Professor C. E. Vaughan, late of the University of Leeds—who in 1915 published what will probably remain the definitive edition of the political works of Rousseau—has just done good service to the cause of a European settlement by issuing a cheap reprint of Rousseau’s essay on “A Lasting Peace through the Federation of Europe” (Constable, 2s. net). Although Rousseau wrote this essay in 1756, it contains many wise remarks and sound principles which are singularly applicable to the present day. One warning of Rousseau might well be taken to heart by the pacifist groups of to-day: “My friends! you must allow me to tell you that you give too much weight to your calculations and too little to the heart of man and the play of passion.

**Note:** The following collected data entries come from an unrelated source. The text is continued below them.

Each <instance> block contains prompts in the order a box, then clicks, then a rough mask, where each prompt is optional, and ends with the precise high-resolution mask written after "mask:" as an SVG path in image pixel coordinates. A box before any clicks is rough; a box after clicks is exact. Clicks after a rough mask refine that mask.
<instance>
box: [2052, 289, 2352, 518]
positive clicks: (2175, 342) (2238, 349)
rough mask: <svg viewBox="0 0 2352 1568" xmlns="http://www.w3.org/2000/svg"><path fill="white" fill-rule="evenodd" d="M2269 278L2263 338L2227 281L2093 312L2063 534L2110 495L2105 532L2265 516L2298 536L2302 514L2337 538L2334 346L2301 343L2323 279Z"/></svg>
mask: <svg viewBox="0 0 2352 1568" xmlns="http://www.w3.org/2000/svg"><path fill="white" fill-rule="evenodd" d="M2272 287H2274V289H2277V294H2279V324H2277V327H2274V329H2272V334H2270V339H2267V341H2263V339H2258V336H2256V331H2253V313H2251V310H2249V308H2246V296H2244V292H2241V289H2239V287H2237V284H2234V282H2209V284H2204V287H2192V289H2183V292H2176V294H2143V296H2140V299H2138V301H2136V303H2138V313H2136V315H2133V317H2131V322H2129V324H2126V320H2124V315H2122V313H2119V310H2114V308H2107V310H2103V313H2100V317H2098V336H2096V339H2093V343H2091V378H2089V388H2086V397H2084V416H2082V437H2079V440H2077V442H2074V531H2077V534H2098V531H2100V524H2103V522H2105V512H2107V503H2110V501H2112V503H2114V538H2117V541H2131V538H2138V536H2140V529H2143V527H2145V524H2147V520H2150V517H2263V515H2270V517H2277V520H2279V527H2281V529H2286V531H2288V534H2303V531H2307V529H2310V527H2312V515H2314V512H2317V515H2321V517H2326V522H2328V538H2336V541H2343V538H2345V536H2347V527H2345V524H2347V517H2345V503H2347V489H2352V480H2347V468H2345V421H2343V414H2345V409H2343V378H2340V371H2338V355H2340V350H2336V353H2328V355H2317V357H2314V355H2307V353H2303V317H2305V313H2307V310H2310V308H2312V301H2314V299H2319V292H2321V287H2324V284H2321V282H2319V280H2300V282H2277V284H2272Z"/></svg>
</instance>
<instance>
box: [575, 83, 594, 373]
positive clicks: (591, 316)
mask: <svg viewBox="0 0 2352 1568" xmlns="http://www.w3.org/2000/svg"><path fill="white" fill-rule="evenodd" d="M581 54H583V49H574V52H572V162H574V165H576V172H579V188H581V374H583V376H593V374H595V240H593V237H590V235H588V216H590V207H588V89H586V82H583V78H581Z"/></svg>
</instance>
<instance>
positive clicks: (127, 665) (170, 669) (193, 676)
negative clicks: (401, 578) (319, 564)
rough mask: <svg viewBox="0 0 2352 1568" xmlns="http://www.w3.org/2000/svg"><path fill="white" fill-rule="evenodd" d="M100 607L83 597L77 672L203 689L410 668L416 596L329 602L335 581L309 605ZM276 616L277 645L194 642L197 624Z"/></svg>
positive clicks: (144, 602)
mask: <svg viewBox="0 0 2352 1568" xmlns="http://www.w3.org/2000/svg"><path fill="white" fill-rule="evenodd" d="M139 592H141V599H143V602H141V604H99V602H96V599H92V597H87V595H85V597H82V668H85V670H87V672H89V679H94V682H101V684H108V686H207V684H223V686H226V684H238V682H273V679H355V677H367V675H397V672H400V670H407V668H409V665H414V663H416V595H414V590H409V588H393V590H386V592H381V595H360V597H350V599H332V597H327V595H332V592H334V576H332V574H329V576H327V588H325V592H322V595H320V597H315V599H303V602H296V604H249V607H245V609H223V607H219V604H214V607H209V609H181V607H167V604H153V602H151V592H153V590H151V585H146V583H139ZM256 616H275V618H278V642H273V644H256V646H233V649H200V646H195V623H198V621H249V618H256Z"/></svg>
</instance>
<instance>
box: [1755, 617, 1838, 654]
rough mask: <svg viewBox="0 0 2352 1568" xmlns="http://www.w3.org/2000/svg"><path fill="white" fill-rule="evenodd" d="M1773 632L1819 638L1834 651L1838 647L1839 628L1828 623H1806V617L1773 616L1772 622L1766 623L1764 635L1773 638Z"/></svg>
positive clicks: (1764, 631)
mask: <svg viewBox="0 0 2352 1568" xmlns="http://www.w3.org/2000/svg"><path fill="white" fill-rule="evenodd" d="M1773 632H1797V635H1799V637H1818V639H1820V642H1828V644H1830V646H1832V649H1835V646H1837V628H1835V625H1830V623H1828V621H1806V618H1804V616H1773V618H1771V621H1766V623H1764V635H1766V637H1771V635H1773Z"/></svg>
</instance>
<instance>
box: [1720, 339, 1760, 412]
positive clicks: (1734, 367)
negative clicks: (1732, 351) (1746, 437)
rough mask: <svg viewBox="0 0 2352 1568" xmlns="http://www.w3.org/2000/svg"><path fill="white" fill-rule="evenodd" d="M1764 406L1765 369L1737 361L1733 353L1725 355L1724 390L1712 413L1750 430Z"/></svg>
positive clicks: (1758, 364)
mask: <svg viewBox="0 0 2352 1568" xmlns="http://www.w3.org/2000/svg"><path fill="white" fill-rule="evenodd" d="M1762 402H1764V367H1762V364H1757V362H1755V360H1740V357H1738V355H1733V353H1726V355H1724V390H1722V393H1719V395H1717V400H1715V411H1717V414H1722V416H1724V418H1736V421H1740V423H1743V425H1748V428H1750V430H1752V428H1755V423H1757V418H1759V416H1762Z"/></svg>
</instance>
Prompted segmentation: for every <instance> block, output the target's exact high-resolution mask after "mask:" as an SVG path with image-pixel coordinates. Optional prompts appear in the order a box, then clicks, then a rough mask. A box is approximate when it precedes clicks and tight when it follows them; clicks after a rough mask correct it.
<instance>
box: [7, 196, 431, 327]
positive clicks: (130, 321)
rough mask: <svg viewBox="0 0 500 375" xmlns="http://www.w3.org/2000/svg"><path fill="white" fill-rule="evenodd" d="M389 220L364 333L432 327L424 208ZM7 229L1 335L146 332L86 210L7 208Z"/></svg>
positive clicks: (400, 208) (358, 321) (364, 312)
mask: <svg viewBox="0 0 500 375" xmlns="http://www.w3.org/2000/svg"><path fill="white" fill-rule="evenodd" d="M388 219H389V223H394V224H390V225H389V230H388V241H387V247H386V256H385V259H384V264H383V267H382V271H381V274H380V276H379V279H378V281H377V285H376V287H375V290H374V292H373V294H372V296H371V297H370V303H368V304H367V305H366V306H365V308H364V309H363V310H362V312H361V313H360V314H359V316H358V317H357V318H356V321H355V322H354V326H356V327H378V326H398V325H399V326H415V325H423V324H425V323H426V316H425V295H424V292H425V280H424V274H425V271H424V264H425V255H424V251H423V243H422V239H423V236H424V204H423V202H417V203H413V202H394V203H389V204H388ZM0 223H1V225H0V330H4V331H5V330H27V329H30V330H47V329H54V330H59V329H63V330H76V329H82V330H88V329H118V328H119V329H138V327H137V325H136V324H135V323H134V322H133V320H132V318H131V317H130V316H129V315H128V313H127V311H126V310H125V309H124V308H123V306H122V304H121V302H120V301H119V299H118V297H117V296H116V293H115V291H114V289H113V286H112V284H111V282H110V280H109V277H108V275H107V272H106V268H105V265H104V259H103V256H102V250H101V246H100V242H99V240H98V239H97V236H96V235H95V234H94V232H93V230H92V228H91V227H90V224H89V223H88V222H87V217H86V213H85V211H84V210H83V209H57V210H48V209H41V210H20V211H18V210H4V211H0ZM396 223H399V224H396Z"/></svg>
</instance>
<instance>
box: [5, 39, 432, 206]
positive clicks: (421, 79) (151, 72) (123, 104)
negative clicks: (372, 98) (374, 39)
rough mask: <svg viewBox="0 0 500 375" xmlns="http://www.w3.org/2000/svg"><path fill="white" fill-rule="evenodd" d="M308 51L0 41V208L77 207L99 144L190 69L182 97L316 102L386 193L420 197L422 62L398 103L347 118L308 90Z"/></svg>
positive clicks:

Your system is excellent for Utopia, for the children of Adam it is worth nothing.”

Professor Vaughan contributes to this edition a most valuable Introduction, in which he applies the ideas of Rousseau to the current crisis. He points out that the basis of a Federation of the Continent and the indispensable condition of the maintenance of a lasting peace must be the reorganisation of Europe, and particularly of Central Europe, on national lines. He rightly regards the break-up of Austria as “one of the chief conditions of the coming peace,” without which “the war will have been waged in vain.”F. J. C. H.

In Bohemia’s Case for Independence (Allen and Unwin, pp. xii + 132, 2s. 6d. net) Dr. Edouard Beneš, the well-known lecturer of Prague University, gives an admirable summary of the material—historical, economic, and political—upon which is based the Czecho-Slovak claim to independence. It is a short and telling volume, which ought to be read and made known widely. The importance of Czecho-Slovak and Jugoslav liberation from German and Magyar control cannot be insisted upon too much. It is fundamental. Unless that immoral domination is broken up many of the root causes of the present war will remain untouched. Even at this stage of the war there is far too much ignorance and indifference towards this vital problem. Dr. Beneš’ plea will do much to clear the air, as will also the lucid and eloquent introduction contributed by Mr. Wickham Steed. G. G.